The king speedily dissolved Parliament, and, the Scots having again invaded England, proceeded to raise an army to resist them. The Scots entered Newcastle, and the Earl of Strafford, weak after a sickness, was defeated and retreated to Durham. The king, with his army weakened and the treasury depleted, was in great straits. He was again constrained to call a parliament, which met on November 3, 1640. It had a sad and melancholic aspect. The king himself did not ride with his accustomed equipage to Westminster, but went privately in his barge to the parliament stairs. The king being informed that Sir Thomas Gardiner, not having been returned a member, could not be chosen to be Speaker, his majesty appointed Mr. Lenthall, a bencher of Lincoln’s Inn. In this parliament also Mr. Pym began the recital of grievances, and other members followed with invectives against the Earl of Strafford, accusing him of high and imperious and tyrannical actions, and of abusing his power and credit with the king.

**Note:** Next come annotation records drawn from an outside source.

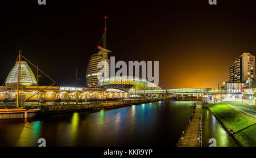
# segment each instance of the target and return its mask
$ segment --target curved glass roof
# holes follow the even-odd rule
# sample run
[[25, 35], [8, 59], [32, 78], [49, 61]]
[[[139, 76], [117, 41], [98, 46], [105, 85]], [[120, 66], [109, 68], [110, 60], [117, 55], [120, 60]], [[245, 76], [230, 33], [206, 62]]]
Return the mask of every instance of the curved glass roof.
[[[11, 69], [5, 82], [6, 86], [16, 86], [18, 84], [19, 62]], [[19, 84], [20, 86], [36, 86], [36, 79], [26, 61], [20, 61]]]

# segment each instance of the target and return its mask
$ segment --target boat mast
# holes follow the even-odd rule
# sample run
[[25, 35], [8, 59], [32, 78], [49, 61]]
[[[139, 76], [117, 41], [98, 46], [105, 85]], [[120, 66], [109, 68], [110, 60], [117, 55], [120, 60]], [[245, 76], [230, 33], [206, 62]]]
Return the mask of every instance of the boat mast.
[[17, 84], [17, 103], [16, 106], [19, 107], [19, 69], [20, 64], [20, 50], [19, 50], [19, 68], [18, 69], [18, 84]]

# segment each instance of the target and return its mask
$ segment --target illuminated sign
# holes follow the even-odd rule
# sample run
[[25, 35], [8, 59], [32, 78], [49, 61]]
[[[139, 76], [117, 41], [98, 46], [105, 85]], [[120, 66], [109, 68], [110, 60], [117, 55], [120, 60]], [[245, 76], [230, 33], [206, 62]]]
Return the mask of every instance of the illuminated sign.
[[82, 91], [82, 88], [60, 87], [60, 90], [63, 90], [63, 91]]

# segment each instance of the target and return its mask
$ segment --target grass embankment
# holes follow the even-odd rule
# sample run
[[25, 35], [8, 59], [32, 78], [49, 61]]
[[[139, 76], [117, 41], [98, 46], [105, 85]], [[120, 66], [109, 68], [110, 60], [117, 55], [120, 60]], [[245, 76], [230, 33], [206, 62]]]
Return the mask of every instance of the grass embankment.
[[222, 104], [221, 106], [219, 104], [214, 104], [209, 109], [227, 132], [242, 146], [256, 146], [256, 125], [247, 127], [255, 123], [256, 121], [241, 114], [225, 104]]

After many hours of bitter inveighing it was moved that the earl might be forthwith impeached of high treason; which was no sooner mentioned than it found a universal approbation and consent from the whole House. With very little debate the peers in their turn, when the impeachment was sent up to them, resolved that he should be committed to the custody of the gentleman usher of the black-rod, and next by an accusation of high treason against him also the Archbishop of Canterbury was removed from the king’s council.
The trial of the earl in Westminster Hall began on March 22, 1641, and lasted eighteen days. Both Houses passed a bill of attainder. The king resolved never to give his consent to this measure, but a rabble of many thousands of people besieged Whitehall, crying out, “Justice, justice; we will have justice!” The privy council being called together pressed the king to pass the bill of attainder, saying there was no other way to preserve himself and his posterity than by so doing; and therefore he ought to be more tender of the safety of the kingdom than of any one person how innocent soever. No one counsellor interposed his opinion, to support his master’s magnanimity and innocence.
The Archbishop of York, acting his part with prodigious boldness and impiety, told the king that there was a private and a public conscience; that his public conscience as a king might not only dispense with, but oblige him to do that which was against his private conscience as a man; and that the question was not whether he should save the earl, but whether he should perish with him. Thus in the end was extorted from the king a commission from some lords to sign the bill. This was as valid as if he had signed it himself, though they comforted him even with that circumstance, “that his own hand was not in it.”
The earl was beheaded on May 12, on Tower Hill. Together with that of the attainder of this nobleman, another bill was passed by the king, of almost as fatal consequences to him and the kingdom as that was to the earl, “the act for perpetual parliament,” as it is since called. Thus Parliament could not be adjourned, prorogued, or dissolved, without its consent.